Il est probable que la science économique tire une partie de sa puissance de son
incroyable capacité à produire des chiffres qui, quoi qu’on en pense, ont su progressivement
s’imposer auprès des décideurs. Ainsi en va-t-il, en particulier, du produit intérieur brut
(PIB). Pierre angulaire de la statistique publique, l’objectif de croissance du PIB a en effet
su rallier les différents courants politiques productivistes pendant plus de cinquante ans.

Mais l’émergence sur la scène politique d’une sensibilité écologiste ouvertement antiproductiviste
s’est accompagnée d’une critique de plus en plus virulente de cet indicateur.
Cette critique a même prit une tournure tout à fait officielle lorsque, en juillet 2000, Parick
Viveret s’est vu confier par le secrétaire d’État vert, Guy Hascoët, une mission très particulière
 : déboulonner le PIB de son piédestal, puis lui trouver des alternatives !
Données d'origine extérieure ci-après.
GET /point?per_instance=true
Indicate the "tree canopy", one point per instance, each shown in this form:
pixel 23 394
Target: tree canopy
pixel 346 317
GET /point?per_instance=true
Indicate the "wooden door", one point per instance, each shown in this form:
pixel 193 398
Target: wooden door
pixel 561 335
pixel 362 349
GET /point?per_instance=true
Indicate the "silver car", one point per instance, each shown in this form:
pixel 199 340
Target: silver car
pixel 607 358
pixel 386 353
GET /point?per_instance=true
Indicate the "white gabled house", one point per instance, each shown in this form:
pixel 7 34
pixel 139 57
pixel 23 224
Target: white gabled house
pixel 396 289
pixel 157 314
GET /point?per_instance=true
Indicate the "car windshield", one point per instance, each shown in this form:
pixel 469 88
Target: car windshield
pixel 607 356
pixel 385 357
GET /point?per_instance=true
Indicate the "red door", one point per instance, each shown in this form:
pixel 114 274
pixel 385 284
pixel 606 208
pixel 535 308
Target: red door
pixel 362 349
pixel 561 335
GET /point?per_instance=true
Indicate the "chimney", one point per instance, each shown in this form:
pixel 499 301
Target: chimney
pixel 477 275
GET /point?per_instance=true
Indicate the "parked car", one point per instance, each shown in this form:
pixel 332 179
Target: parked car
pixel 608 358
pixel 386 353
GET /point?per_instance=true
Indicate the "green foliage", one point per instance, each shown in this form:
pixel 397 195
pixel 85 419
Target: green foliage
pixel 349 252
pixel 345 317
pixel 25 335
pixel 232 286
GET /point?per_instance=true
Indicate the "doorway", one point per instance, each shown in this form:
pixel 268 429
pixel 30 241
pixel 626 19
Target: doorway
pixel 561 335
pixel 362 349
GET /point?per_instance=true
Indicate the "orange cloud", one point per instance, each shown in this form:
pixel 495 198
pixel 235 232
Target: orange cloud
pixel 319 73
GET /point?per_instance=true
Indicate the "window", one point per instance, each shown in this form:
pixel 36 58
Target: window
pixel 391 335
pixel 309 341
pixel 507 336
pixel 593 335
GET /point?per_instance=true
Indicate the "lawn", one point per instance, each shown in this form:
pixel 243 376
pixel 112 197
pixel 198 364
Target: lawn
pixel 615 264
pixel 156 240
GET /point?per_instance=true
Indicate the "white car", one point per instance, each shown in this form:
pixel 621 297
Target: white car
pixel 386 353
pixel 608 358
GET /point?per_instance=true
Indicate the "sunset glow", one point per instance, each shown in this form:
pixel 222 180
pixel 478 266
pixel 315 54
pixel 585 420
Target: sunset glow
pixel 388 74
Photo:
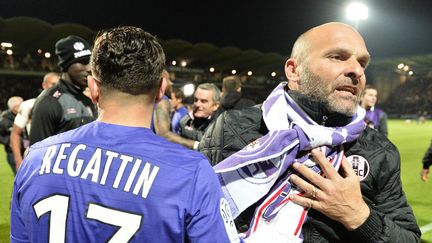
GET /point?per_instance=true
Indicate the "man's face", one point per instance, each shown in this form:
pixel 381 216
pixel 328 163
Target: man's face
pixel 369 98
pixel 50 81
pixel 333 71
pixel 204 106
pixel 174 101
pixel 78 73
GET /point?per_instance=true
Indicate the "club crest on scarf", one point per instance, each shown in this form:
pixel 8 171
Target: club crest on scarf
pixel 360 166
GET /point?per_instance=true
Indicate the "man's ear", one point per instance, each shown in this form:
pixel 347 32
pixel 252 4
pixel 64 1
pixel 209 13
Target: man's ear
pixel 292 73
pixel 94 86
pixel 162 87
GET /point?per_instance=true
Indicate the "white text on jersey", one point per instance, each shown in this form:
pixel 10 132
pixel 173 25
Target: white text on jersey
pixel 97 169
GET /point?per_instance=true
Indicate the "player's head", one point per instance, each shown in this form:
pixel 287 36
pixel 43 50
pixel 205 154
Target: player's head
pixel 74 53
pixel 327 63
pixel 128 60
pixel 50 79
Le texte que nous avons choisi de publier en introduction de ce dossier est un extrait de la
lettre de Patrick Viveret au secrétaire d’État à l’économie solidaire, dans laquelle l’auteur
rappelle les causes de la puissance du PIB, mais également les impasses auxquelles cette
obsession pour la croissance nous mène irrémédiablement.
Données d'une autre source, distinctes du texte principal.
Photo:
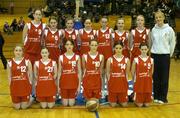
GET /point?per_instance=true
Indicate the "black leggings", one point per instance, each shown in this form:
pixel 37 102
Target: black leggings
pixel 161 76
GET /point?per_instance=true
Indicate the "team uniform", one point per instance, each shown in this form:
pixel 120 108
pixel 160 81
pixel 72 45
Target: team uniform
pixel 52 42
pixel 45 87
pixel 118 82
pixel 123 37
pixel 73 34
pixel 92 83
pixel 105 42
pixel 32 43
pixel 143 80
pixel 138 38
pixel 85 37
pixel 69 76
pixel 20 87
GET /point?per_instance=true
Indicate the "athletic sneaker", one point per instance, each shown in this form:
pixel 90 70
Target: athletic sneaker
pixel 160 102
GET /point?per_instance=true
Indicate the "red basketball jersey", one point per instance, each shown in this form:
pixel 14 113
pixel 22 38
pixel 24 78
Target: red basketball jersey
pixel 85 38
pixel 105 42
pixel 52 42
pixel 20 85
pixel 45 81
pixel 69 74
pixel 32 44
pixel 118 79
pixel 92 75
pixel 124 39
pixel 71 35
pixel 139 37
pixel 143 77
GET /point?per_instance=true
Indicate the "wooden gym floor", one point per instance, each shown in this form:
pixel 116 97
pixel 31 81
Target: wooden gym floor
pixel 170 110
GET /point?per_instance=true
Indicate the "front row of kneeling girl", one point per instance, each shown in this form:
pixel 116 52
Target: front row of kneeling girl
pixel 65 76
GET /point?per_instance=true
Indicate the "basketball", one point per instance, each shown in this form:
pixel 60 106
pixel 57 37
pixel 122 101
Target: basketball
pixel 92 105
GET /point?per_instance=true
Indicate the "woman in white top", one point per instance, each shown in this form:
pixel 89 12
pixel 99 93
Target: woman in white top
pixel 163 44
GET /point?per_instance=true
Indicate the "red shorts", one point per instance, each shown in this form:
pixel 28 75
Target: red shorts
pixel 92 93
pixel 117 97
pixel 46 99
pixel 68 93
pixel 18 99
pixel 32 57
pixel 142 97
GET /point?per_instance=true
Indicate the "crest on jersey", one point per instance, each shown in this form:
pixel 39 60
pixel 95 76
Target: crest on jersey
pixel 73 37
pixel 39 31
pixel 56 37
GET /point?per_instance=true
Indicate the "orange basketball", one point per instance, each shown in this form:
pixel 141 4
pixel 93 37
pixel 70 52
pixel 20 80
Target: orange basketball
pixel 92 104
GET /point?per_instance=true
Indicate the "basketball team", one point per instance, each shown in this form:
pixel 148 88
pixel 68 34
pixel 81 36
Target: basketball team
pixel 56 61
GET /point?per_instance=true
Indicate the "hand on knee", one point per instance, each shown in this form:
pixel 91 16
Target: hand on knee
pixel 43 105
pixel 71 102
pixel 139 104
pixel 113 104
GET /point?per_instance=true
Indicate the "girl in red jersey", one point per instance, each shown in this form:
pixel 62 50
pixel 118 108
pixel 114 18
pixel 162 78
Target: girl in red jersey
pixel 138 35
pixel 142 69
pixel 93 64
pixel 70 33
pixel 86 34
pixel 20 78
pixel 45 71
pixel 117 68
pixel 104 37
pixel 121 35
pixel 69 74
pixel 32 37
pixel 52 38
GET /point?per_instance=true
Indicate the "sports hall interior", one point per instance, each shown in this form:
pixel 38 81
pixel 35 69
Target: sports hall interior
pixel 169 110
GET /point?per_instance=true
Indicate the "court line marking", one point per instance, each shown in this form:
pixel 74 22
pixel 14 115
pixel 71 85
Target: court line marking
pixel 97 114
pixel 102 107
pixel 9 93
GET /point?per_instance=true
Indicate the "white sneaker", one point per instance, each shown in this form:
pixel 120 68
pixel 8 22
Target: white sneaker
pixel 160 102
pixel 156 101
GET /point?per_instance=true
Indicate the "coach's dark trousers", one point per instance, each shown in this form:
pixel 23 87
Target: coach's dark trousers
pixel 161 76
pixel 3 59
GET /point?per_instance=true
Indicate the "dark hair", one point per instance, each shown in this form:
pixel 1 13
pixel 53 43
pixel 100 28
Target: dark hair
pixel 120 18
pixel 53 17
pixel 44 47
pixel 70 40
pixel 105 18
pixel 37 9
pixel 93 40
pixel 88 18
pixel 69 18
pixel 118 43
pixel 143 44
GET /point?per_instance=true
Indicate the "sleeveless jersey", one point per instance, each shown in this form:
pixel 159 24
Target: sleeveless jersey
pixel 32 44
pixel 45 81
pixel 20 85
pixel 118 79
pixel 69 74
pixel 139 37
pixel 124 39
pixel 85 38
pixel 105 43
pixel 143 77
pixel 92 75
pixel 52 42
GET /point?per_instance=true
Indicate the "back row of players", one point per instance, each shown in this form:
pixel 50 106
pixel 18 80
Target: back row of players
pixel 86 54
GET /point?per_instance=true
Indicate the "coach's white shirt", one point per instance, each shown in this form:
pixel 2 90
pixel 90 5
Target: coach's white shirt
pixel 163 40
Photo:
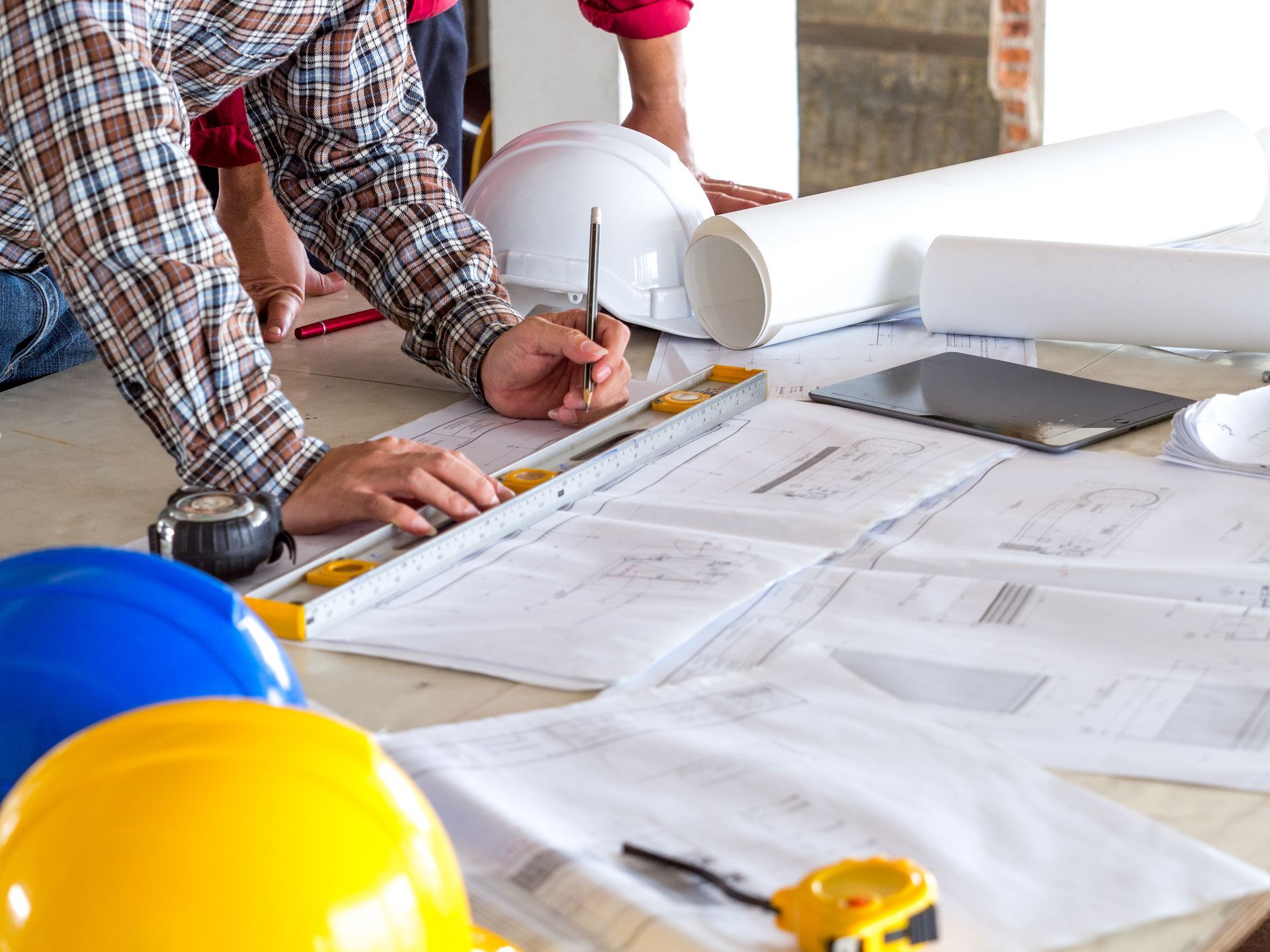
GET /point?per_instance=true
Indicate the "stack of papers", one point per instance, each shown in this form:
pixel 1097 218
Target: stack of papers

Y fait suite l’extrait d’une participation d’André Gorz à la rédaction du rapport Viveret. Dans
ce texte paru dans la revue Transversales (n°71, 2001), André Gorz rappelle le contexte
historique qui a permis à la science économique de tirer profit de sa capacité à "tout mettre
en chiffres". Quitte à nier l’importance de tout ce qui, pour une raison ou une autre, ne
pouvait être économiquement évalué. André Gorz en profite pour dessiner une vision alternative
de la richesse et du travail, dans une société affranchie du marché et de son
obsession pour les chiffres.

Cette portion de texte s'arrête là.